2. The Electric Motor
William Sturgeon is generally credited as the man who invented the modern electric motor. Pre-dating Tesla and Edison and building on principles established by Michael Faraday, he invented the first DC electric motor capable of turning machinery, following which Thomas and Emily Davenport further refined his invention. However, because no electricity distribution system existed yet, the high cost of battery power made these and subsequent DC motors developed by other inventors commercially unsuccessful.

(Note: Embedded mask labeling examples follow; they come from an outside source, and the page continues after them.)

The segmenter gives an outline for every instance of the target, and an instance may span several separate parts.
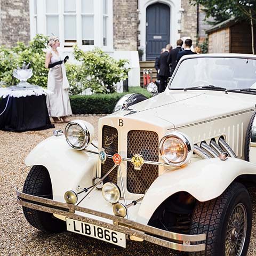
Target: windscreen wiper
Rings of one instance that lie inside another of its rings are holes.
[[[189,87],[188,88],[183,89],[183,90],[185,92],[188,90],[196,90],[196,89],[216,90],[221,90],[221,91],[227,90],[226,88],[223,88],[223,87],[215,86],[214,85],[209,85],[205,86]]]
[[[255,88],[243,88],[242,89],[230,89],[226,90],[225,91],[225,93],[228,92],[254,92],[256,93],[256,89]]]

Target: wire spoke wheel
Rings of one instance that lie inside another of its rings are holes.
[[[247,231],[247,213],[245,206],[239,203],[234,208],[227,228],[225,255],[240,256]]]

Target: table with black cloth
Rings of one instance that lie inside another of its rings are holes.
[[[45,94],[0,99],[0,130],[12,132],[36,131],[54,127],[51,123]],[[7,104],[7,105],[6,105]]]

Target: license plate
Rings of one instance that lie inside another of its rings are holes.
[[[66,218],[67,229],[75,233],[94,237],[125,248],[125,234],[108,228]]]

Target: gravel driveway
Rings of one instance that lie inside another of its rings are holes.
[[[79,117],[92,123],[97,131],[101,116]],[[73,117],[73,119],[78,119]],[[55,125],[63,130],[65,124]],[[46,235],[30,226],[16,203],[15,188],[20,190],[29,168],[24,159],[40,141],[52,135],[54,129],[21,133],[0,131],[0,255],[186,255],[148,242],[127,241],[126,248],[70,232]],[[98,134],[96,133],[96,135]],[[256,255],[256,190],[251,191],[253,222],[249,255]]]

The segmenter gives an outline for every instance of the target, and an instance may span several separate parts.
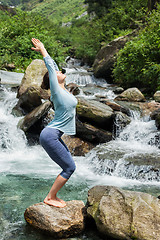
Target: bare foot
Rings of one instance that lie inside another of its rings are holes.
[[[44,199],[44,203],[46,203],[46,204],[48,204],[50,206],[58,207],[58,208],[63,208],[63,207],[66,206],[65,201],[61,202],[61,201],[57,200],[57,197],[56,197],[56,199],[47,199],[47,198],[45,198]]]
[[[61,203],[65,203],[64,200],[62,200],[62,199],[60,199],[60,198],[58,198],[58,197],[56,197],[56,199],[57,199],[57,201],[59,201],[59,202],[61,202]]]

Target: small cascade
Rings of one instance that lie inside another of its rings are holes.
[[[100,97],[114,99],[116,95],[105,79],[96,78],[88,66],[81,66],[81,62],[71,58],[66,66],[66,84],[76,83],[80,88],[79,97],[98,99]]]
[[[91,150],[88,160],[98,174],[141,181],[160,181],[160,137],[155,121],[131,112],[123,130],[116,122],[117,138]]]

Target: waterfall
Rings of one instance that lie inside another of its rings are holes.
[[[68,67],[67,71],[68,79],[80,85],[83,97],[98,100],[99,95],[104,95],[114,98],[109,84],[104,80],[98,82],[100,80],[80,65],[76,69]],[[17,128],[21,117],[11,114],[16,103],[16,92],[11,86],[1,86],[0,239],[43,240],[43,236],[26,228],[23,213],[28,206],[43,201],[61,169],[39,144],[28,145],[24,132]],[[118,122],[116,124],[118,132],[114,140],[98,145],[85,157],[74,157],[76,171],[59,193],[64,200],[85,202],[88,189],[95,185],[114,185],[159,194],[160,142],[155,121],[132,112],[128,126],[121,129]],[[93,233],[74,239],[84,238],[100,240]]]
[[[155,121],[132,111],[131,123],[121,129],[117,138],[94,148],[88,159],[101,175],[140,181],[160,181],[160,138]],[[116,123],[117,124],[117,123]]]

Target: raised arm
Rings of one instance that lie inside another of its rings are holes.
[[[34,47],[32,47],[32,50],[36,52],[40,52],[43,56],[45,65],[49,73],[51,96],[53,96],[54,94],[57,94],[59,92],[59,84],[58,84],[58,79],[56,74],[56,71],[59,71],[58,66],[55,63],[55,61],[49,56],[47,50],[45,49],[41,41],[39,41],[36,38],[32,38],[32,43],[34,45]]]

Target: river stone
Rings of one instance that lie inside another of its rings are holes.
[[[160,108],[151,114],[151,118],[156,121],[156,126],[160,130]]]
[[[113,101],[109,101],[109,100],[103,100],[103,103],[105,103],[106,105],[108,105],[109,107],[111,107],[114,111],[118,111],[118,112],[123,112],[125,114],[129,114],[129,109],[126,107],[121,106],[120,104],[113,102]]]
[[[130,124],[131,119],[125,113],[116,112],[114,118],[114,126],[116,127],[116,133],[121,132],[128,124]]]
[[[160,102],[160,91],[155,92],[153,97],[156,102]]]
[[[40,106],[36,107],[18,122],[18,127],[24,132],[27,132],[28,129],[33,126],[33,124],[35,124],[42,116],[47,114],[51,106],[52,103],[50,101],[46,101]]]
[[[147,193],[95,186],[88,192],[87,214],[105,237],[157,240],[160,236],[160,201]]]
[[[27,223],[53,238],[67,238],[80,234],[85,227],[85,206],[83,201],[66,202],[66,207],[56,208],[37,203],[26,209]]]
[[[76,136],[93,144],[112,140],[112,133],[76,119]]]
[[[29,87],[20,96],[16,106],[13,108],[12,113],[16,116],[31,112],[34,108],[42,104],[39,89]]]
[[[111,41],[106,46],[103,46],[98,52],[95,61],[93,63],[93,71],[96,77],[102,77],[108,79],[111,75],[111,68],[116,61],[116,55],[121,48],[124,47],[127,41],[131,39],[132,36],[136,35],[136,31],[132,33],[119,37]]]
[[[17,97],[20,97],[28,87],[40,88],[43,82],[43,76],[47,72],[47,68],[43,60],[35,59],[27,67],[21,85],[18,90]]]
[[[65,142],[69,151],[74,156],[85,156],[85,154],[94,147],[92,143],[83,141],[75,136],[63,135],[62,140]]]
[[[115,101],[144,102],[145,97],[138,88],[128,88],[115,98]]]
[[[78,98],[77,115],[82,122],[93,123],[105,130],[110,130],[112,127],[112,108],[95,100]]]

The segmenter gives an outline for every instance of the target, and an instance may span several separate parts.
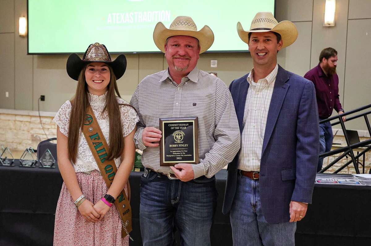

DC motors still see use today, but it is the AC motor that is employed in most commercial applications. When AC's advantages over DC became known, several inventors were trying to develop a functional AC motor. Galileo Ferraris was the first to invent a practical AC motor and publish his research in the Royal Academy of Science of Turin, which concluded that "the apparatus based on that principle could not be of any commercial importance as a motor." But Tesla independently invented an AC motor two years after Ferraris; Westinghouse quickly bought the patents and adapted the motor to power a mining operation, and years later incorporated further advancements engineered by Mikhail Dolivo-Dobrovolsky, leading us to the basics of the AC motors we use today.
As you can see, no one man (or woman!) can claim credit for the electric motor, as if often the case with any invention or discovery, but Tesla's pivotal role is often left out of the conversation.